Normally we have a one to one relationship between a server operating system and the server hardware it runs upon. That hardware will run only that
single instance of that operating system and the operating system is bound to that manufacturers specific hardware components (through the
drivers it runs).
As the software running on our servers gets ever more complex, there is a constant desire to have one server = one application. This makes
management easier and reduces the issue of applications clashing when they are hosted on the same server. We are even starting to see this
level of complexity with some workstation class applications. The downside of this is we typically end up with server hardware
that is capable of running many applications only running a handful or even just one. The reality is that many servers are
for the most part often sitting close to idle.
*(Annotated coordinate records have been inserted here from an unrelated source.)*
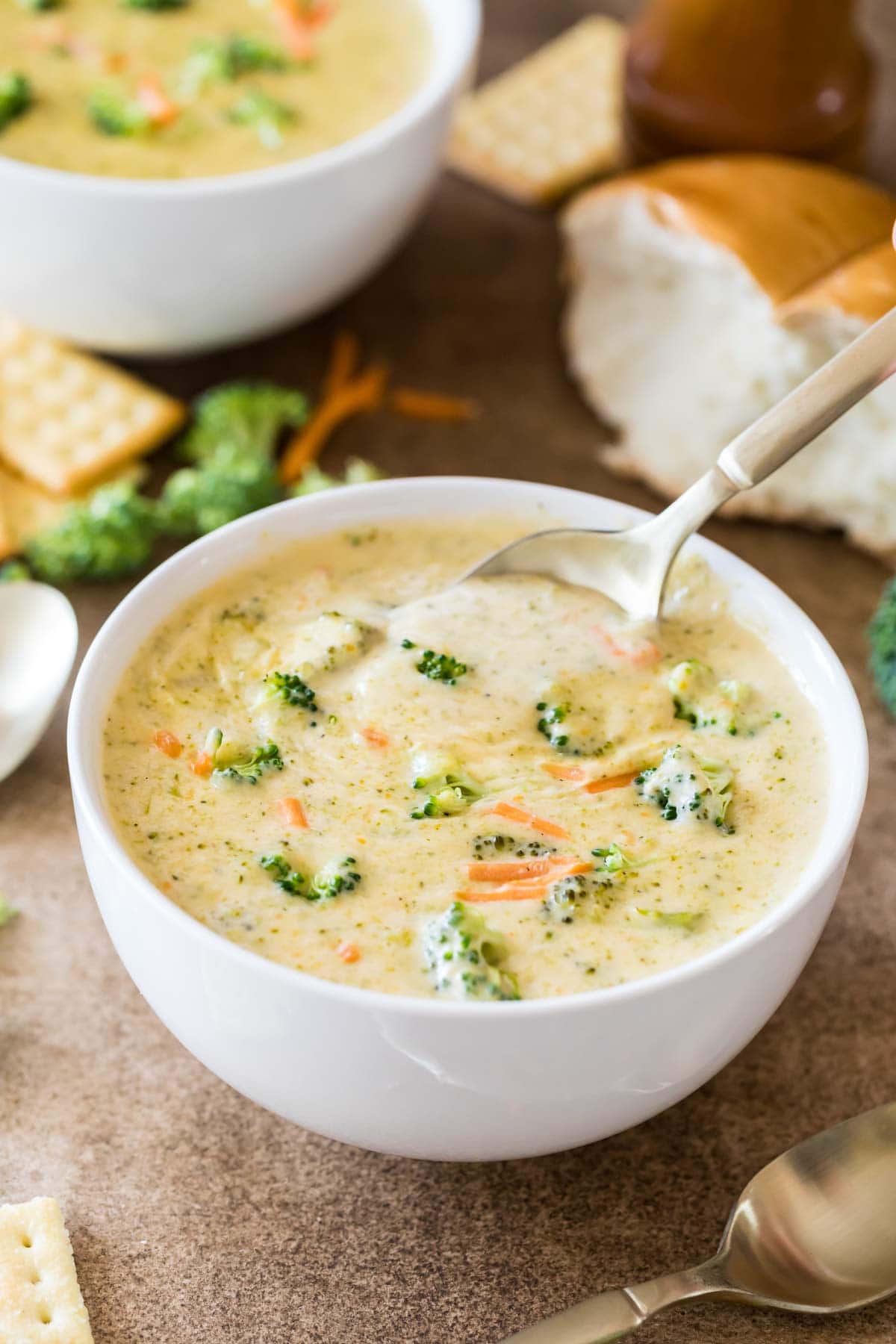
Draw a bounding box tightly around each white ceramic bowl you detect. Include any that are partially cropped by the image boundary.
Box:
[0,0,479,355]
[69,477,868,1160]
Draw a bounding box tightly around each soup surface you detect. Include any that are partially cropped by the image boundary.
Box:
[0,0,430,178]
[105,517,827,998]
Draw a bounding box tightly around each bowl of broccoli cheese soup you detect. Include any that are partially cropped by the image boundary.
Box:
[0,0,479,355]
[70,479,866,1159]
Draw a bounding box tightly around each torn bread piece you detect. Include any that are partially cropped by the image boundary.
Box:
[563,155,896,556]
[449,16,625,203]
[0,1199,93,1344]
[0,316,185,494]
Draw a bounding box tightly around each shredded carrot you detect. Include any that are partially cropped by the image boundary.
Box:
[488,803,570,840]
[277,798,308,830]
[152,729,184,759]
[391,387,479,420]
[137,75,180,126]
[541,761,587,780]
[279,364,388,485]
[582,770,638,793]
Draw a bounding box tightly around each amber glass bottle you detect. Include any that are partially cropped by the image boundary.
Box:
[626,0,871,165]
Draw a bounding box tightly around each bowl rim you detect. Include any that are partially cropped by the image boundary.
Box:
[67,476,868,1021]
[0,0,482,200]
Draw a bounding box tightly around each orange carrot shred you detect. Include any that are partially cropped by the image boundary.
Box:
[279,364,388,485]
[391,387,478,420]
[277,798,308,830]
[486,803,570,840]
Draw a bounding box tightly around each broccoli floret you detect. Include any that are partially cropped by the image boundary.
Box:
[264,672,318,714]
[415,649,469,685]
[177,382,308,464]
[158,444,279,536]
[0,70,34,131]
[868,579,896,715]
[411,753,482,821]
[290,457,385,496]
[87,84,152,136]
[634,746,733,835]
[306,857,361,900]
[25,481,158,583]
[212,729,284,783]
[423,900,520,1000]
[0,561,31,583]
[227,89,298,149]
[258,853,308,899]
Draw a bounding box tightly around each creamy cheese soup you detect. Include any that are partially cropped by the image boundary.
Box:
[0,0,430,178]
[105,517,827,1000]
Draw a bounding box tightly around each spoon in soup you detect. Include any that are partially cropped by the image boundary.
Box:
[504,1102,896,1344]
[464,308,896,621]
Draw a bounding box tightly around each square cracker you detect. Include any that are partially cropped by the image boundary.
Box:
[449,16,625,205]
[0,316,185,494]
[0,1199,93,1344]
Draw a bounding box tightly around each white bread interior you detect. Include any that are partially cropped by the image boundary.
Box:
[563,156,896,556]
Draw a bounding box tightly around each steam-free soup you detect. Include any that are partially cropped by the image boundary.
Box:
[105,517,827,1000]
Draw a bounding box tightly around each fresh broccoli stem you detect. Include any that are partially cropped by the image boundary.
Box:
[415,649,469,685]
[0,70,34,131]
[25,481,158,585]
[227,89,298,149]
[423,900,520,1000]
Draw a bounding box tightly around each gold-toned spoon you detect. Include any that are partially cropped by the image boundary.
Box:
[504,1104,896,1344]
[464,309,896,621]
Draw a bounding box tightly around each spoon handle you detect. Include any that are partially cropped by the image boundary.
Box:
[504,1260,728,1344]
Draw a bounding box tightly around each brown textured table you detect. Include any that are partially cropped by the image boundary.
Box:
[0,0,896,1344]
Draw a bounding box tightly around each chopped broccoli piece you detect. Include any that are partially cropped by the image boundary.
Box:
[291,457,385,496]
[25,481,158,583]
[0,561,31,583]
[0,70,34,131]
[411,753,482,821]
[227,89,298,149]
[158,444,279,536]
[258,853,308,899]
[306,857,361,900]
[634,746,733,835]
[473,835,556,859]
[210,729,284,783]
[415,649,469,685]
[423,900,520,1000]
[264,672,318,714]
[868,579,896,715]
[87,84,152,136]
[177,382,308,464]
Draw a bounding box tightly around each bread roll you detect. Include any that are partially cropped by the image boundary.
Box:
[563,155,896,558]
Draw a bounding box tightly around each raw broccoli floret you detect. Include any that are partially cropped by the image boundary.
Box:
[177,382,308,464]
[290,457,385,496]
[868,579,896,715]
[158,444,279,536]
[634,746,733,835]
[227,89,298,149]
[87,84,152,136]
[25,481,158,583]
[0,70,34,131]
[423,900,520,1000]
[411,753,482,821]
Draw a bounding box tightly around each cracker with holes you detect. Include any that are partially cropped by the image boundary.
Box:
[449,16,625,205]
[0,1199,93,1344]
[0,317,185,494]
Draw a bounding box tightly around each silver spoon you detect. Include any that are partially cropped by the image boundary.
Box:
[504,1104,896,1344]
[464,309,896,621]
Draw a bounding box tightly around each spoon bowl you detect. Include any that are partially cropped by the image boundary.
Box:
[0,582,78,780]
At the same time as this sprawl of hardware is increasing, there are constant pressures to purchase less hardware, which means
less equipment to manage, power, cool and replace.
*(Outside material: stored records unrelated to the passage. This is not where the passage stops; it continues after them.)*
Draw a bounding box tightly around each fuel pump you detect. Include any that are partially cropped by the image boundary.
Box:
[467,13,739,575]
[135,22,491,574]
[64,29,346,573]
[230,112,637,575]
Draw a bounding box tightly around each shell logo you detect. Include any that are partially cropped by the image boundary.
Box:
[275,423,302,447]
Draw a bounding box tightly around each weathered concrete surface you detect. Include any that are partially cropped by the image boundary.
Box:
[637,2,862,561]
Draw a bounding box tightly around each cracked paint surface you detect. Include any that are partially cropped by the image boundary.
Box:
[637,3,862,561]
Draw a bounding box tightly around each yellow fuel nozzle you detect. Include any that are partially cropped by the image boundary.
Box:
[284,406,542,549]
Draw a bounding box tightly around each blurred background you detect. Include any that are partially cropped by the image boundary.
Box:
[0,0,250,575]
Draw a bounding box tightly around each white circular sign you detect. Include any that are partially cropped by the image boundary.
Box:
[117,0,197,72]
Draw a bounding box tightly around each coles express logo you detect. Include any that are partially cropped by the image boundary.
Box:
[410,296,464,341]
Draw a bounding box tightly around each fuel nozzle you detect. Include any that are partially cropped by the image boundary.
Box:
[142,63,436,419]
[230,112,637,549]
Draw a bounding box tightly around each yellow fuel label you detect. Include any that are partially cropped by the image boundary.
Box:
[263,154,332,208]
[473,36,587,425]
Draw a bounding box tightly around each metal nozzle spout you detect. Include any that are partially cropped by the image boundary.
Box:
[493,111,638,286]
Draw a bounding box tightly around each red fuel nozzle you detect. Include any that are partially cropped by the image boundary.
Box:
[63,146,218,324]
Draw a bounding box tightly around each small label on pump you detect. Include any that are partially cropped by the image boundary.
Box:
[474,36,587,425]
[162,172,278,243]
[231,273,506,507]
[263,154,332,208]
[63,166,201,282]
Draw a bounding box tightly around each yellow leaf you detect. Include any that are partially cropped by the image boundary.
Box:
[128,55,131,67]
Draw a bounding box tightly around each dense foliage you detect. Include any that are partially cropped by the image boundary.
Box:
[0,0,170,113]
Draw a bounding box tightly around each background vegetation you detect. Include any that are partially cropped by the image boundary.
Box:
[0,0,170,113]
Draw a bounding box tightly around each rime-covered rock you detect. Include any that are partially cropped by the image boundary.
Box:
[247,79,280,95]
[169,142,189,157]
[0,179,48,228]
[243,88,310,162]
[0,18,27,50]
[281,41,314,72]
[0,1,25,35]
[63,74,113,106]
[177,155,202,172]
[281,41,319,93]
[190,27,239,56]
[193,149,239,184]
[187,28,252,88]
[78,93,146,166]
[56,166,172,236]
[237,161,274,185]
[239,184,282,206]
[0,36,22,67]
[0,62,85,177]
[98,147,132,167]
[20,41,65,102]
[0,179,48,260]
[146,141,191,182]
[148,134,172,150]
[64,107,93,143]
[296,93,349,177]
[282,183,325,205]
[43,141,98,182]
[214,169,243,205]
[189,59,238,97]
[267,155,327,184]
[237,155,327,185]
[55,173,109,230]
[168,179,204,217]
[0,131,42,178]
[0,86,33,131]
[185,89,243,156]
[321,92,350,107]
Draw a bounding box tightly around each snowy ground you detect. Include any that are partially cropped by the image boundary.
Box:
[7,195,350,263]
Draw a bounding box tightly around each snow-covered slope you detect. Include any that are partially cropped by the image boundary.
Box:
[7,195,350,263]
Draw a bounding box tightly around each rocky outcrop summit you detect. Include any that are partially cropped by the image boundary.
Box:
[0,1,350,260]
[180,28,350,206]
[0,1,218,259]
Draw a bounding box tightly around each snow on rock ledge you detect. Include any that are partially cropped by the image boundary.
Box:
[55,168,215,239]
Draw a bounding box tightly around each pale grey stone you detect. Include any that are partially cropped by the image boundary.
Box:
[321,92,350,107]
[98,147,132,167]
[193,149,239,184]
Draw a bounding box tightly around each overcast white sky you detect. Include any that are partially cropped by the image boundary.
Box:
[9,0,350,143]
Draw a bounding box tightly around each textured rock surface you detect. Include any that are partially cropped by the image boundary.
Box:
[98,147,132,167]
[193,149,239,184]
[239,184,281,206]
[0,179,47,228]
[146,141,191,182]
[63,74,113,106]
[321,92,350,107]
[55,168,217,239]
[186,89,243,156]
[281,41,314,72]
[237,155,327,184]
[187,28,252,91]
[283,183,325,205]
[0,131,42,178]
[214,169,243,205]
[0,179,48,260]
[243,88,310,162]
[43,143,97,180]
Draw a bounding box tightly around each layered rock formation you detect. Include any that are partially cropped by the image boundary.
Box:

Clearly the two scenarios are at complete odds with each other. Fortunately there is a solution - virtualisation. Better still,
this is a technology that has been around for a number of years and is now starting to make headway into the small/medium business
Instead of loading the operating system directly onto the hardware, a different operating system is loaded - the Virtual Machine (VM)
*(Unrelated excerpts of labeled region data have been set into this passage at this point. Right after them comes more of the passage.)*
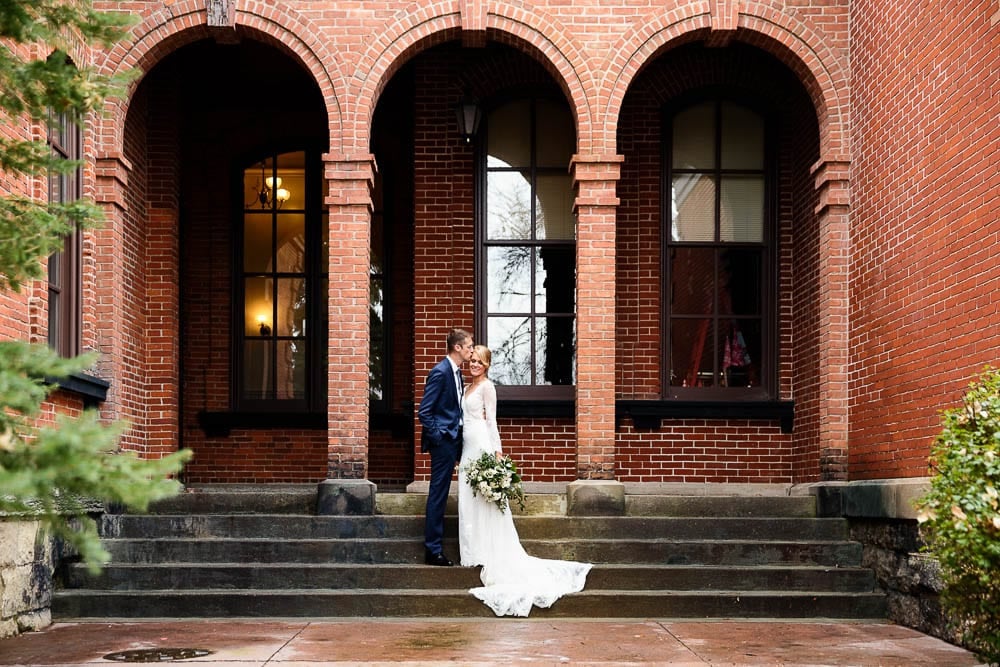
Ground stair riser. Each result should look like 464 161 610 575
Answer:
52 592 886 619
101 515 848 540
105 539 861 566
65 565 875 593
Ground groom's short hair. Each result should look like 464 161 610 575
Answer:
448 328 472 353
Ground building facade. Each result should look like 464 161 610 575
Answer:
7 0 1000 488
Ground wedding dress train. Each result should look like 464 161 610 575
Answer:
458 380 591 616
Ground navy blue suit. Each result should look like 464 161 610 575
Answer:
417 357 462 554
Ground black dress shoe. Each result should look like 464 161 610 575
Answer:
424 553 454 567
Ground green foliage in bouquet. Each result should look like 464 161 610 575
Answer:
463 452 524 512
917 367 1000 662
0 0 190 569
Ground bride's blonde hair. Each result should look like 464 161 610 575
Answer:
472 345 493 370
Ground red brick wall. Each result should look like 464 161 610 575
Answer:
15 0 1000 490
850 0 1000 478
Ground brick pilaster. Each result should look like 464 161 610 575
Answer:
812 156 851 480
570 155 623 479
324 154 375 479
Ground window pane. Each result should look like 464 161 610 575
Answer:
670 318 715 387
486 171 531 240
486 100 531 167
277 340 306 399
719 248 764 315
243 159 273 210
670 248 715 315
274 151 306 211
719 319 760 388
319 211 330 270
673 102 715 169
276 278 306 336
368 280 385 400
535 246 576 315
49 289 63 352
486 246 531 313
535 100 576 171
486 317 532 385
368 213 385 275
535 174 576 240
722 102 764 169
719 176 764 243
243 340 274 399
49 250 65 289
243 278 274 336
243 213 272 273
670 174 715 241
535 317 576 385
277 213 306 273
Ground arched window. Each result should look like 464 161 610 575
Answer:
663 98 776 399
476 98 576 399
233 151 328 411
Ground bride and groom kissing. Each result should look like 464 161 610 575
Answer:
417 329 591 616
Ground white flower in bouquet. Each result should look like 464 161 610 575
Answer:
462 452 524 511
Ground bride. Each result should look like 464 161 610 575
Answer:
458 345 591 616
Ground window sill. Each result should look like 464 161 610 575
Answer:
198 411 326 438
46 373 111 408
615 400 795 433
497 398 576 418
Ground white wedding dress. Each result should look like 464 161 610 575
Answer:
458 380 591 616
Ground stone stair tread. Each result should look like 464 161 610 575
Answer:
53 498 887 619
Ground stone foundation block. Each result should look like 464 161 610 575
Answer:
316 479 375 515
566 479 625 516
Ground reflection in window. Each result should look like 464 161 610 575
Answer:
666 100 769 395
368 173 388 404
480 99 576 387
238 152 316 405
48 106 82 357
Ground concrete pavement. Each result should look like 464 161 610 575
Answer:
0 620 981 667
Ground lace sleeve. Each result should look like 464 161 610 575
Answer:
483 382 503 452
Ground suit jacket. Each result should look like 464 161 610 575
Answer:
417 357 462 452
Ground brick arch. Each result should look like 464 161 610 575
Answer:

Hypervisor. The hypervisor provides a mapping layer between the hardware manufacturer's components and a standard set of hardware
components that it emulates (in software). The server operating system is then loaded on top of this hypervisor. However, the
key element of this hypervisor is that it is able to provide this emulated hardware not only to one installation of the operating
system, but to many. These instances of the operating systems are called Virtual Machines or VM's.
This immediately brings us two significant benefits.
Better Resource Utilisation
Now we able to what would have required multiple physical server machines onto perhaps just a single server. Each of these machines
operates in isolation, is completely unaware that it is sharing a physical machine with other servers and from the network, is completely
indistinguishable from a "normal" server. Each of these operating systems is contained in one single large file, meaning they
can be moved from one physical host server to another with relative ease.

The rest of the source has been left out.